Re: K-Means Clustering

Mehmet Hakan Satman Tue, 15 Mar 2011 05:14:13 -0700

Hi John,

1. In the case of no variable definition, cmd_quick_cluster returns a 
CMD_FAILURE now.
2. By the now, default number of clusters and the mxiter are both set to 2.
3. Your test strategy is very well, but multi-dimensionality is also a problem. 
I tried this with your code:


______________________________________________________________
input program.
        loop #i = 1 to 50000.
                compute x = rv.uniform (0, 1).
                compute y = rv.uniform (0, 1).
                compute z = rv.uniform (0, 1).
                end case.
        end loop.
        loop #i = 1 to 50000.
                compute x = rv.uniform (0, 1)+1.
                compute y = rv.uniform (0, 1)+1.
                compute z = rv.uniform (0, 1)+1.
                end case.
        end loop.
          loop #i = 1 to 50000.
                compute x = rv.uniform (0, 1)+2.
                compute y = rv.uniform (0, 1)+2.
                compute z = rv.uniform (0, 1)+2.
                end case.
        end loop.      
        loop #i = 1 to 50000.
                compute x = rv.uniform (0, 1)+3.
                compute y = rv.uniform (0, 1)+3.
                compute z = rv.uniform (0, 1)+3.
                end case.
        end loop.
        end file.
end input program.


QUICK CLUSTER ALL
        /CRITERIA = CLUSTER(4) MXITER (100).
______________________________________________________________

The expected cluster centers are 
(0.5, 0.5, 0.5)
(1.5, 1.5, 1.5)
(2.5, 2.5, 2.5)
(3.5, 3.5, 3.5)

and the actual output is

Result:
Number of cases: 200000
Number of variables: 3
Number of groups: 4
Number of trials: 1
Number of iterations at last trial: 5
Centers:
Center of Group 1: 1.498 1.501 1.502 
Center of Group 2: 3.500 3.500 3.501 
Center of Group 3: 2.498 2.499 2.499 
Center of Group 4: 0.501 0.502 0.502 

which is nearly same as the expected one. I think its ok. It is also be tried 
that generating some big data with R and using kmeans command to calculate 
centers and comparing one-or-two samples with pspp. But as in your simulation 
study, cluster centers map to correct quantiles of uniform distribution.

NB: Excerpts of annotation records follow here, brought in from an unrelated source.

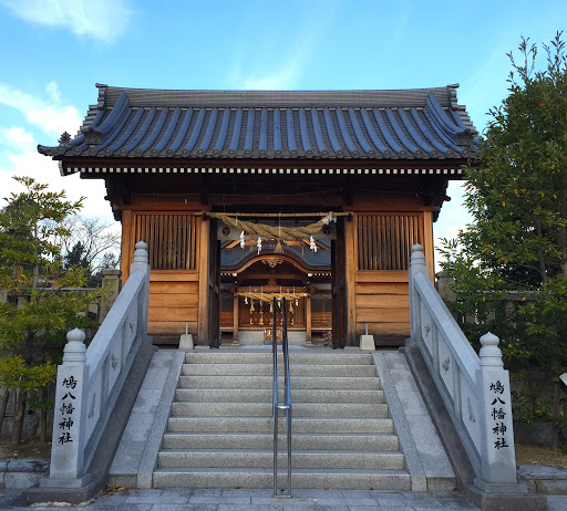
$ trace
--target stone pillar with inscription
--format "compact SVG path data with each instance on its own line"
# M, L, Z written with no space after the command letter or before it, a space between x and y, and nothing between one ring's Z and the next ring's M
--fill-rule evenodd
M481 337L476 388L481 409L482 474L474 483L486 492L525 492L517 483L509 376L504 369L496 335Z
M63 363L58 368L53 439L49 478L40 486L80 487L84 484L83 456L86 423L89 366L85 364L84 332L75 328L66 334Z

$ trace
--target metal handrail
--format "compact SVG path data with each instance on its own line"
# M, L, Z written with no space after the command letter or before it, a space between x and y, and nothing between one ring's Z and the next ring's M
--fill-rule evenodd
M278 304L281 305L281 351L284 355L284 403L278 398L278 336L276 328L276 315ZM288 350L288 319L285 298L275 298L272 305L274 325L271 328L274 355L274 497L291 497L291 390L289 386L289 350ZM279 410L286 411L286 435L288 440L288 492L278 494L278 417ZM282 490L284 491L284 490Z

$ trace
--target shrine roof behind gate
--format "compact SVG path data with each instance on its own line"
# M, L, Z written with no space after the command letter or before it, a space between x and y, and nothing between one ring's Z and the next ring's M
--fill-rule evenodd
M55 159L454 159L476 132L456 86L399 91L164 91L97 85Z

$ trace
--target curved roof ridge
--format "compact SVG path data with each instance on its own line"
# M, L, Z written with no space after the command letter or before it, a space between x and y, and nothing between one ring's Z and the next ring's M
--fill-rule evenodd
M41 154L58 159L326 160L462 159L474 150L474 127L453 85L389 91L97 87L97 103L90 106L80 135L54 147L38 146ZM413 117L405 115L410 112Z

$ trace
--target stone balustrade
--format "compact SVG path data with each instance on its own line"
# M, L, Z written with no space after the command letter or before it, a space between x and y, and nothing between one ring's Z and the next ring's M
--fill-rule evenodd
M124 380L147 336L150 265L146 243L136 243L130 278L86 348L84 332L68 333L58 369L49 477L43 488L79 488L104 439Z
M433 286L423 247L412 247L411 340L425 361L485 492L522 492L517 484L508 372L498 337L481 337L475 353Z

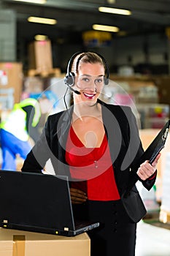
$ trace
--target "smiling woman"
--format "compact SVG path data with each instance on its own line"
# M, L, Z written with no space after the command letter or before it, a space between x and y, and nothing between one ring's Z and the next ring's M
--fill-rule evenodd
M136 120L129 107L98 99L109 83L107 62L99 54L74 54L64 81L74 91L74 104L48 117L22 170L41 172L50 159L56 174L69 178L74 216L100 222L99 227L88 232L90 255L134 256L136 222L128 210L132 208L135 215L136 206L142 219L143 204L136 186L135 207L131 197L124 208L122 195L134 178L131 168L144 151ZM144 162L137 172L148 190L156 178L158 157L152 165Z

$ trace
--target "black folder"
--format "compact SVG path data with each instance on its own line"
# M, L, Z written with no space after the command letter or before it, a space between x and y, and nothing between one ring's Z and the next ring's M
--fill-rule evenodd
M127 196L128 192L131 191L134 185L138 181L138 176L136 175L138 168L140 165L146 160L149 160L150 164L152 164L158 154L160 151L164 148L165 143L169 134L170 125L170 120L169 120L163 127L161 129L158 135L155 138L152 142L150 144L146 151L143 153L141 158L136 163L134 167L131 169L131 172L134 173L134 176L132 175L132 178L130 181L128 187L126 188L126 191L124 193L124 196Z

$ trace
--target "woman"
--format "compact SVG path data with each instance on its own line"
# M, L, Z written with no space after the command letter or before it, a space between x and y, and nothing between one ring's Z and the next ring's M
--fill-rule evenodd
M133 256L136 223L121 197L133 176L150 189L160 155L152 165L146 161L132 175L143 148L130 108L98 99L108 78L101 56L88 52L71 58L65 83L74 91L74 105L49 116L22 170L41 173L50 158L55 173L69 177L74 214L100 222L88 232L91 255Z

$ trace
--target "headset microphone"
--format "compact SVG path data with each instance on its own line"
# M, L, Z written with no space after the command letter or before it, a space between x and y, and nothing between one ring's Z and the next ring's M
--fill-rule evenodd
M79 91L77 90L74 90L72 87L71 87L70 86L69 86L67 84L67 86L70 89L70 90L72 90L72 91L74 91L75 94L81 94L81 92L80 92Z

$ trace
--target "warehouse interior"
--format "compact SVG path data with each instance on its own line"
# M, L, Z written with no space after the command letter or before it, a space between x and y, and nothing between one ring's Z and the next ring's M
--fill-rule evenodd
M99 11L104 7L129 13ZM30 22L30 17L53 24ZM64 110L68 61L88 50L108 64L110 83L101 99L131 107L146 149L170 118L169 0L0 0L1 121L15 103L45 91L58 99L53 113ZM70 94L66 102L69 106ZM17 156L17 170L23 162ZM169 167L169 135L155 186L147 192L137 184L147 214L139 223L136 256L170 255Z

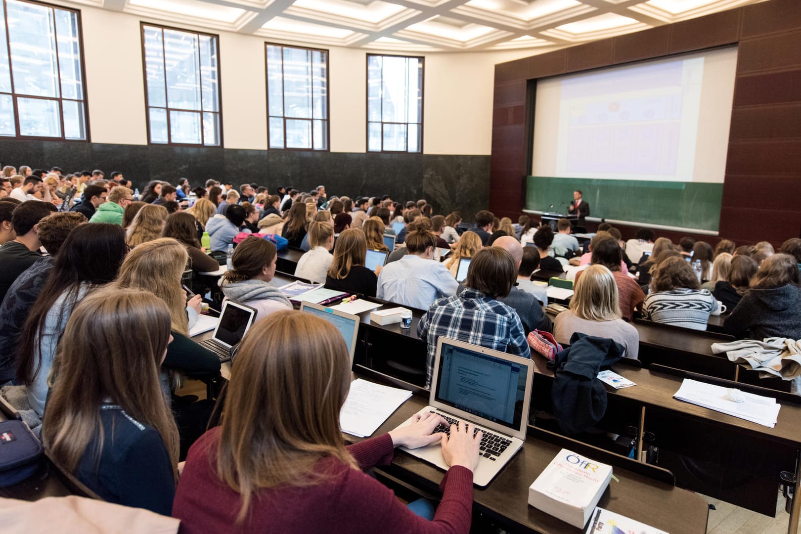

4. I re-formatted the code using indent with --gnu-style parameter.

5. This is the part what i didn't understand. Which part of code must be 
labeled 
as "static"? If the answer is "All methods must be defined as static", what i 
must do for "struct Kmeans* kmeans_create(...." ?

6. I changed malloc 's to xmalloc 's. I think this is why we didn't control the 
null pointer in memory allocations.

7. I used the gsl_rng_* things instead of standard library.

8) this link (http://www.norusis.com/pdf/SPC_v13.pdf) and googling "kmeans 
spss" 
may help for the output of quick cluster. I haven't got a copy of SPSS too.  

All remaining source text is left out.